Inibaru.id - Ada yang menarik dari Nimats atau Nihon Matsuri Unnes 2023 yang digelar beberapa waktu lalu. Di antara jejeran stand-stand yang ikut memeriahkan acara festival Jepang yang berlokasi di Lapangan B1 Fakultas Bahasa dan Seni Unnes itu, ada stand mangaka lokal Semarang yang mencuri perhatian para pengunjung.
Sekedar informasi, mangaka adalah istilah bahasa Jepang untuk orang yang menggambar manga. Di stand berukuran 3x3 meter itu, Muh Erza Suryanda sibuk melukis para pengunjung Nimats menjadi style manga yang menggemaskan.
Keahlian Erza dalam melukis para pengunjung memang nggak perlu diragukan lagi. Dengan 'sat set', satu potret pengunjung sudah berhasil dilukis dalam waktu nggak kurang dari lima menit.
Erza yang berprofesi sebagai mangaka dan guru menggambar privat itu mengaku tertarik membuka stand lukis ini karena belum pernah dia temukan stand melukis di festival jejepangan Semarang.
“Selama saya main ke festival Jepang di Semarang, belum ada yang buka stand gambar tradisional gini, mbak. Kebanyakan stand itu menjual poster-poster anime,” terang Erza saat ditemui di stand lukisnya.
“Kalau ini kami justru bisa lukis pengunjung jadi kayak anime dengan membayar Rp5 ribu saja,” imbuh lelaki 31 tahun itu sambil tersenyum.
Ini bukan kali pertama Erza membuka stand lukis di event festival Jepang. Sebelumnya dia juga pernah melakukan hal yang sama. Dia mengaku lebih mudah menawarkan jasa lukisnya di event jejepangan seperti Nimats ini.
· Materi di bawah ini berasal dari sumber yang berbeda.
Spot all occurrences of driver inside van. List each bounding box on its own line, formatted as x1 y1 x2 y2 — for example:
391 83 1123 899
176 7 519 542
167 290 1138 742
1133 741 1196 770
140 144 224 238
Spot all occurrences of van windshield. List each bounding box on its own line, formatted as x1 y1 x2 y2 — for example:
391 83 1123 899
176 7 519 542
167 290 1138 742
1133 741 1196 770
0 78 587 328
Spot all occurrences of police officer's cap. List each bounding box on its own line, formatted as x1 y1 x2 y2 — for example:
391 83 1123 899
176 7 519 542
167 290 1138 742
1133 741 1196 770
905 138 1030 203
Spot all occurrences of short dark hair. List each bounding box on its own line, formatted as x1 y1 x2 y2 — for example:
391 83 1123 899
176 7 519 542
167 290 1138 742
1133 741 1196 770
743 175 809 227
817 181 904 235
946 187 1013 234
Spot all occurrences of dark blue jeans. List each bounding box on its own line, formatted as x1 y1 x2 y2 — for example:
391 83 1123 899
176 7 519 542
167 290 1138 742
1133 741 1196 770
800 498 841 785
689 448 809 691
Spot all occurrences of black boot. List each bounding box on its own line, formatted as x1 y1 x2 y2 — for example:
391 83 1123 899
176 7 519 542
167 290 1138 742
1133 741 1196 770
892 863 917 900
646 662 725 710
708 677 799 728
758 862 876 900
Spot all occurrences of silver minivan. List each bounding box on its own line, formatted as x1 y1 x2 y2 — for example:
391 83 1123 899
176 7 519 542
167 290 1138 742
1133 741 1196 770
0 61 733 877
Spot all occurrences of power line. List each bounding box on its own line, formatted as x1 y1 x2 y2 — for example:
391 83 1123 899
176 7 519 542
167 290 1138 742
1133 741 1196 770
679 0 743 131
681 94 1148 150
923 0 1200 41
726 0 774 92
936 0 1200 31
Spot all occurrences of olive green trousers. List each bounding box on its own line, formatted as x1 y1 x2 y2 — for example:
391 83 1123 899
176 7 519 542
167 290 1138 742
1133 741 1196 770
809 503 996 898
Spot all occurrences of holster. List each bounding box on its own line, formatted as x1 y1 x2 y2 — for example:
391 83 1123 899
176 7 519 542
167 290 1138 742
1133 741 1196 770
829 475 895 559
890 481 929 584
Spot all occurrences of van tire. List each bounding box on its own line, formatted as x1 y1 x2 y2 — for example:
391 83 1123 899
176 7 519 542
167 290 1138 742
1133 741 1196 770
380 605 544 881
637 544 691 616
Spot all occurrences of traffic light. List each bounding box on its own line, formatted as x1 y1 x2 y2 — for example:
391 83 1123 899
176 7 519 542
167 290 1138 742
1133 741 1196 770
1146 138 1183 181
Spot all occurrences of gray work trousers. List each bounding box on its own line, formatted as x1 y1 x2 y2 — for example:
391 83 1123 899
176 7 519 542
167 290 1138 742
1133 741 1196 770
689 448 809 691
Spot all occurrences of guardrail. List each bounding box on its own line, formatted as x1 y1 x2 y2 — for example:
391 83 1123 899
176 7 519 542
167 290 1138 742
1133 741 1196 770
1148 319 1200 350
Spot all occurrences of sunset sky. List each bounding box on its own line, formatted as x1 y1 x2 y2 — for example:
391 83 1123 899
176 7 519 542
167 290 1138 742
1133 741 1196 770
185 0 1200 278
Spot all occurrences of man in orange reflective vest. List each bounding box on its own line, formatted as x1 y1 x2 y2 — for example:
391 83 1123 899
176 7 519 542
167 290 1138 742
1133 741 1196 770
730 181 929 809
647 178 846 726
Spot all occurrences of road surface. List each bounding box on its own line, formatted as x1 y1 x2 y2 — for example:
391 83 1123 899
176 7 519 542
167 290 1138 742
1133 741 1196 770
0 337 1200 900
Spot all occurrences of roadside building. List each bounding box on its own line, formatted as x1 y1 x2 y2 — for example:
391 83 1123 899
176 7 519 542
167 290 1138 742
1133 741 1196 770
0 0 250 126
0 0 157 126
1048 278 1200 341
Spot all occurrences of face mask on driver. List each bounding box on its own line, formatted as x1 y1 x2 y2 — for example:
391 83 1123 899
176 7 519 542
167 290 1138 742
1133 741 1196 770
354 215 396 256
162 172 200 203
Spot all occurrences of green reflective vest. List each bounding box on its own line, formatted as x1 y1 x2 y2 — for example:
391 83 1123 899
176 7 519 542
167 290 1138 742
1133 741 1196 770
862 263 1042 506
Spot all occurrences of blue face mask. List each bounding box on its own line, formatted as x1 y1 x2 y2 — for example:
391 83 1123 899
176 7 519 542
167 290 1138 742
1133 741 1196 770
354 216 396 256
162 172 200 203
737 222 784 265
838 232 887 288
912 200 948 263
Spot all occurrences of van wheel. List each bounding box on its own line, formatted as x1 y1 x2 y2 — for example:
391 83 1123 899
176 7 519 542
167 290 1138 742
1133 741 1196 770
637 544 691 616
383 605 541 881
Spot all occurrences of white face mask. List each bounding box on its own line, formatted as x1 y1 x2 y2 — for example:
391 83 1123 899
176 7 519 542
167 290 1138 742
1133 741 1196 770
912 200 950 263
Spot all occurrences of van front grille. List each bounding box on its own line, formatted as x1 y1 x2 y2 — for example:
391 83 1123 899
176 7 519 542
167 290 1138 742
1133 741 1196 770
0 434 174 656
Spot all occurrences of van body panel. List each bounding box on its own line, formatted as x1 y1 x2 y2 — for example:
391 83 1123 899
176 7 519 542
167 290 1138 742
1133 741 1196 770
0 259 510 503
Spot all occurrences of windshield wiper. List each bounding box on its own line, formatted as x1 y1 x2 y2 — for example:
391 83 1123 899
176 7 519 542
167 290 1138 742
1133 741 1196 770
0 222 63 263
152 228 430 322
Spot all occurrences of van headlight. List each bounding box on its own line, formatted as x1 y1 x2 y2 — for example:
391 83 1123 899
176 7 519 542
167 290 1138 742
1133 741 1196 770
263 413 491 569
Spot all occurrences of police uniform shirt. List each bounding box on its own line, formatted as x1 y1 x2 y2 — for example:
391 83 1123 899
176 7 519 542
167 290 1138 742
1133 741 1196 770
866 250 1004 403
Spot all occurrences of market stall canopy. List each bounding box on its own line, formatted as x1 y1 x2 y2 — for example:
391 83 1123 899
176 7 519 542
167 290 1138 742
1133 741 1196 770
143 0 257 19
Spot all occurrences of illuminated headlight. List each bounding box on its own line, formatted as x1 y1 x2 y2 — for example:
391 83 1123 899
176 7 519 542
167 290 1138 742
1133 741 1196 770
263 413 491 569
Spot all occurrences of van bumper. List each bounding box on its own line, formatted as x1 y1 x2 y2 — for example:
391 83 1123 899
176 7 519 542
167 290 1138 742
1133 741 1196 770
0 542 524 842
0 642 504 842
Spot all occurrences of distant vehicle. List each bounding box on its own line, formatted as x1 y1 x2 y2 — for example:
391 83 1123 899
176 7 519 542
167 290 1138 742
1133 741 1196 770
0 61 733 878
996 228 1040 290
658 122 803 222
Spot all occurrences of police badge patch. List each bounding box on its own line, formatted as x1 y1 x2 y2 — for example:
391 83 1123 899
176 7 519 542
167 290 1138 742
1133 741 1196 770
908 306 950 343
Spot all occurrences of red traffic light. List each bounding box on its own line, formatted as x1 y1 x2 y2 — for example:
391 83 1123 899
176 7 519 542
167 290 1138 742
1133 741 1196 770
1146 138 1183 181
“Event Jepang begini masuk sama tema lukis kita yang pakai style manga atau anime. Jadi nggak susah buat nyalurin jasanya,” jelas Erza.
Hidupkan Seni Gambar Tradisional
Rafi Raya Ilmi, lelaki yang duduk disebelah Erza itu membenarkan pendapat partnernya. Rafi, sapaan akrabnya, lebih fokus melukis pemandangan dan tulisan-tulisan Jepang, berbeda dengan Ezra yang melukis potret para pengunjung.
Rafi mengaku bahwa dengan membuka stand ini dapat menghidupkan kembali gambar tradisional yang makin tergeser dengan gambar digital.
“Kami pengin mempertahankan seni menggambar tradisional, mbak. Selain itu juga memberi pesan ke pengunjung bahwa gambar tradisional itu nggak kalah sama gambar digital,” tutur Rafi.
Ramai Pengunjung
Selama festival Nimats berlangsung, Rafi mengaku mendapati banyak pengunjung yang mendatangi stand lukis mereka. Bahkan banyak dosen-dosen Unnes yang memborong lukisan mereka.
Seharian membuka stand di festival Nimats, Rafi mengaku berhasil meraup penghasilan hingga Rp400-500 ribu. Mereka mengaku nggak terlalu mengejar target penghasilan karena yang terpenting adalah dapat menyalurkan passion seni.
“Kami nggak memasang target penghasilan, mbak. Yang penting kami bisa menyalurkan passion melukis dan pengunjung jadi tahu kalau melukis tradisional itu juga masih eksis,” tandasnya.
Untuk membuktikan eksistensi lukisan tradisional, para mangaka lokal ini akan membuka stand lukis lagi di event Jejepangan di Semarang. Mereka juga berencana membuat komunitas melukis, lo!